According to the internet, we (or someone) will be celebrating "More Herbs, Less Salt Day" on August 29th. The holiday was invented by Wellcat Herbs, a small manufacturer of herbal products in Pennsylvania, and a prolific source of made-up internet holidays.
Before you ditch the shaker, though, the Morton Salt Company would like a word! The clip presented here is the introduction to the 1968 industrial film A Gram of Salt Presented as a Public Service, which explores manufacture of, and the many everyday uses of a wide variety of salt products.
The film was produced for the Morton Salt Company by the Jam Handy Organization. The production house, founded by Olympian swimmer Henry Jamison "Jam" Handy (1886-1983), was a prolific creator of industrial films and theatrical performances, as well as filmstrips and other multimedia instructional materials.

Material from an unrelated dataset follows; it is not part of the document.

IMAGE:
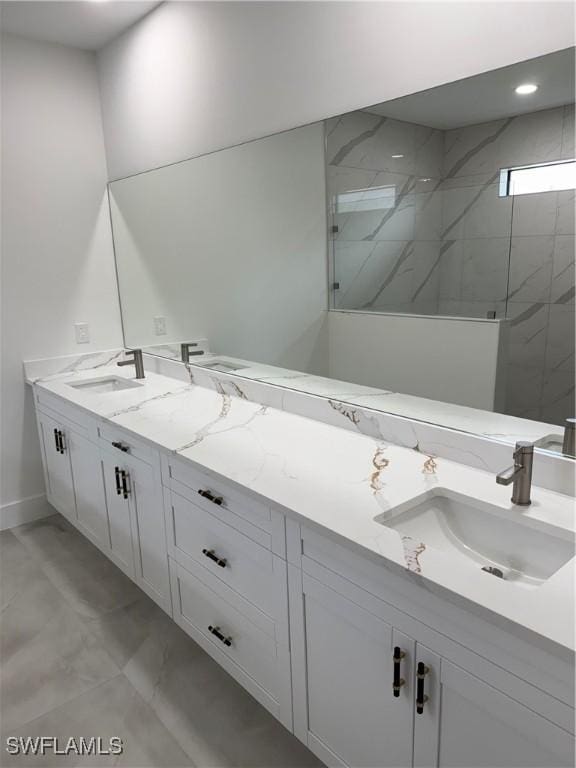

This film was one of an estimated 7,000 motion pictures produced by the company between its founding in 1918 and its closure in 1983.
The video is now part of Hagley Library’s Carol Litchfield collection on the history of salt (Accession 2012.219), one of the world’s greatest resources on the subject of salt.
Carol Litchfield (1936-2012) earned her Doctorate in Organic Biochemistry in 1969. She was a professor at Rutgers University in the department of microbiology for ten years, until 1980 when she moved to the DuPont Company, first as head of Environmental Toxicology at Haskell Laboratory, and then as Senior Scientist for its bioremediation subsidiary.
Litchfield later started her own consulting company and worked for Chester Environmental before beginning work at George Mason University in 1993, where she remained for the rest of her career working as a professor and research professor for the Department of Biology and Department of Environmental Science and Policy.
Litchfield’s work as a biologist and biochemist specifically focused on halophilic microbiology, that being, microorganisms that live in salt rich environments. Later in her life her interest in halophiles transformed into a fascination with the history of salt. Her collection, which now resides at Hagley, covers a wide range of materials related to salt, from images of salt production and advertisements from salt companies, to salt shakers and actual pieces of salt rock, as well as Litchfield’s own personal papers, research, and work.